На перроне его встретила Надя. Она была подавлена и мало рада встрече.

— Как мама? — спросил Суворов.

— В больнице.

— Что с ней? Давно? Почему телеграмму не дала?

— Сердце. Вторую неделю.

— Почему не телеграфировала? Как ей? Лучше?

— Я случайно услышала, как врачи говорили, что она... что она безнадежна! — с отчаянием произнесла Надя.

— Не хнычь. Где ты услышала?

— В больнице.

— Да мало ли о ком говорили врачи. Она услышала! Прости, Надя. Никогда не принимай близко к сердцу то, что предназначено не для него, слышишь, никогда! Иначе пропустишь то, что предназначалось только ему.

— Да как же не принимать, когда так о маме говорят? Вот о вашей маме, Георгий Николаевич, если бы так говорили...

— О моей маме, Надюша, уже никто так не скажет.

— Простите, Георгий Николаевич, я дура.

— В какой она больнице? Поехали.

К Ирине Аркадьевне их пустили сразу. Она лежала на кровати и читала книгу. На ней был халатик, которого он раньше не видел. Увидев Суворова с дочкой, она улыбнулась и села на кровати. Георгий Николаевич поцеловал ее в щеку и заметил около глаз морщинки, от которых у него сжалось сердце.

— А где же вещи? — спросила она, как о самом важном за те несколько месяцев, что они не виделись. — Какие вы холодные! Там холодно?

Суворов не обратил внимания на погоду.

— Холодно, — сказала Надя. — Да еще ветер.

— Погрейте руки о батарею.

— Да не замерзли мы.

— Погрейте, погрейте! — почти с отчаянием попросила Ирина Аркадьевна.

Суворов приложил руки к батарее и почувствовал, как он весь продрог, но не от мороза с ветром, а от нежданно свалившейся беды. Вдруг Надя слышала как раз то, что относилось к матери?

Георгий Николаевич пристально вгляделся в черты Ирины Аркадьевны, точно мог установить по ним точный диагноз. Ничего нового, кроме морщинок, он не разглядел. Разве что некоторую бледность, но она объяснялась пребыванием в палате.

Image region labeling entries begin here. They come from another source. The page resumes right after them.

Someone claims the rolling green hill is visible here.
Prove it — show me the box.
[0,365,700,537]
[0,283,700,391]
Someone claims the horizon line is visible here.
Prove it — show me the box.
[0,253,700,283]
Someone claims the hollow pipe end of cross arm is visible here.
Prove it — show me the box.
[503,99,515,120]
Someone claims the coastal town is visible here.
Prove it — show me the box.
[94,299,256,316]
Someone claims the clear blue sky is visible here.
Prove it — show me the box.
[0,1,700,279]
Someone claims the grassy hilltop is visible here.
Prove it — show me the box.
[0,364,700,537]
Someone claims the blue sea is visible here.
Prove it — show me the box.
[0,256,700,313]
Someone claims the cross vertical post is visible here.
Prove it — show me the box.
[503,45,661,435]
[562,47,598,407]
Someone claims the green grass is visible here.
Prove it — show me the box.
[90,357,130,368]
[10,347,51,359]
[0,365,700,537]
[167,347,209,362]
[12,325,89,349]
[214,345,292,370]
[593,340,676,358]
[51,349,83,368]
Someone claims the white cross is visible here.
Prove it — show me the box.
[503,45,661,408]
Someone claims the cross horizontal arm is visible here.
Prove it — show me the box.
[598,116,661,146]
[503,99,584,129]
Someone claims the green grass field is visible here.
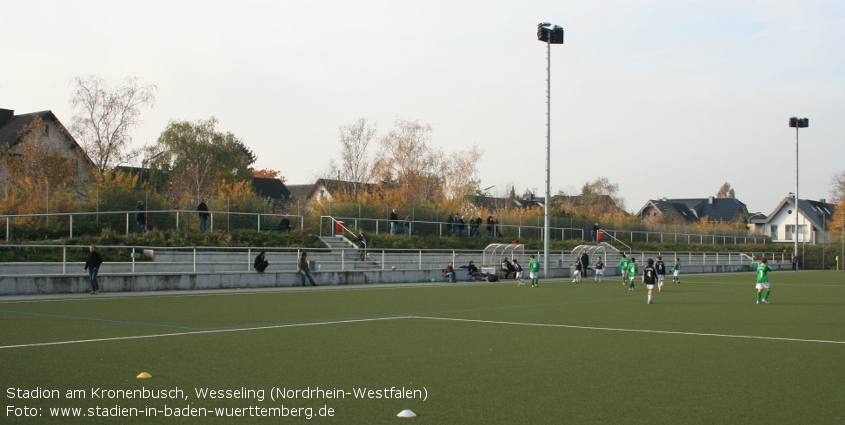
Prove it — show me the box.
[0,272,845,424]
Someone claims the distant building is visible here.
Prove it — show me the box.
[636,196,748,224]
[0,109,96,182]
[764,196,835,244]
[287,179,379,204]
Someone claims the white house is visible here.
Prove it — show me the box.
[763,196,834,244]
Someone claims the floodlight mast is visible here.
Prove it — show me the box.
[789,117,810,264]
[537,22,563,278]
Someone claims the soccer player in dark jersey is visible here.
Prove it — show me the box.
[593,257,604,282]
[643,258,657,304]
[654,255,666,292]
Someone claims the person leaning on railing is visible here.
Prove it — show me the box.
[296,252,317,286]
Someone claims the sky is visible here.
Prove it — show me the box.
[0,0,845,214]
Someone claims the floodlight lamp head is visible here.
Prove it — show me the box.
[789,117,810,128]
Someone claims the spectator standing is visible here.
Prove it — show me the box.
[358,230,367,261]
[197,199,210,233]
[135,201,147,235]
[82,244,103,295]
[296,252,317,286]
[390,208,399,235]
[252,251,270,273]
[467,260,481,278]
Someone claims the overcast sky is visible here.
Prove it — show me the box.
[0,0,845,214]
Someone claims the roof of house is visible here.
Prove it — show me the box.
[637,197,748,222]
[0,109,52,146]
[287,184,317,200]
[252,177,293,199]
[766,196,836,229]
[636,199,698,223]
[669,197,748,221]
[0,109,94,166]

Суворов попытался представить Инессу, и не смог. Он по-новому посмотрел на Ирину Аркадьевну, потом на Надю. Как же он мог начать забывать о них? Ведь родней этих двух женщин у него никого в мире нет.

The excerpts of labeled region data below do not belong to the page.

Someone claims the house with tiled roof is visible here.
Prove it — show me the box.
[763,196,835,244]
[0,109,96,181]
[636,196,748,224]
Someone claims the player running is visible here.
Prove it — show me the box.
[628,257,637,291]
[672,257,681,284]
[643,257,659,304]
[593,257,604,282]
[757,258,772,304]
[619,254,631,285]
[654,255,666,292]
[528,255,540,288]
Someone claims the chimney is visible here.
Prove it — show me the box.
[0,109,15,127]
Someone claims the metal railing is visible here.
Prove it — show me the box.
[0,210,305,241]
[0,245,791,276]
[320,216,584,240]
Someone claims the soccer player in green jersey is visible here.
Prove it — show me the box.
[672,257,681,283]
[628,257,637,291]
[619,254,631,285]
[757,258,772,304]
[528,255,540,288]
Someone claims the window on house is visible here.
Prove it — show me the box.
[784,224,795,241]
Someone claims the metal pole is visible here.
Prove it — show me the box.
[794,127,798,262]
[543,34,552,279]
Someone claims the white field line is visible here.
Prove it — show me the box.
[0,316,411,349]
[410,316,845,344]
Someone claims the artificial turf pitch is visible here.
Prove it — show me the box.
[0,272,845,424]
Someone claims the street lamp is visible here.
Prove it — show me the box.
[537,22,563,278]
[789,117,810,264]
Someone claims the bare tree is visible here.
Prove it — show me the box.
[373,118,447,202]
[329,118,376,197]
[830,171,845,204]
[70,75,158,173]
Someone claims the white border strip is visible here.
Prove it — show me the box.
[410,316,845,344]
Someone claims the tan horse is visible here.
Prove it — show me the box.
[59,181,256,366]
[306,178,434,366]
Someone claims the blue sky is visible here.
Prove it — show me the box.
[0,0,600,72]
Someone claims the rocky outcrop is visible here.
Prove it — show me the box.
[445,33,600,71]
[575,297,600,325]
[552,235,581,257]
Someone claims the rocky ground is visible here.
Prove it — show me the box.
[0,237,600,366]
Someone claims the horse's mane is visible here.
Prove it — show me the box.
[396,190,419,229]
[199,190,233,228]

Чтобы скрыть свое состояние, он встал у окна и стал оттирать пальцем на стекле кружок. Суворов решил, как только Ирину Аркадьевну выпишут из больницы, он начнет собирать вещи и что-то решать с архивом. А пока надо согласовать вопросы, связанные со старой работой и с новым поприщем.

В поезде Ирина Аркадьевна чувствовала себя неважно. Настолько неважно, что однажды, когда Надя спала, взяла Суворова за руку и молча увлекла его в коридор.

За окном начинались степи, и от их белой безграничности хотелось плакать.

— Георгий Николаевич, обещайте мне! — жарко зашептала она.

Суворов невольно отодвинулся от этого шепота, так как от него веяло смертельным холодом.

— Обещайте, что женитесь на Наде. Она так любит вас! Если вы бросите ее, она погибнет!

— Ирина Аркадьевна, голубушка, что с вами?

— Со мной, Георгий Николаевич, безнадежность, но я не хочу, чтобы эта безнадежность преследовала в самом начале жизни и мою дочь. Как я этого боюсь! — Ирина Аркадьевна зарыдала.

Суворов обнял ее, гладил вздрагивающие плечи и успокаивал, обещал, клялся, что он обязательно женится на Наде, только не надо плакать, не надо так драматизировать свое недомогание. А за окном, как граммофонная пластинка, крутилась белая земля, каждым своим оборотом оставляя на сердце все новую и новую бороздку, и не мелодии, а скрежета.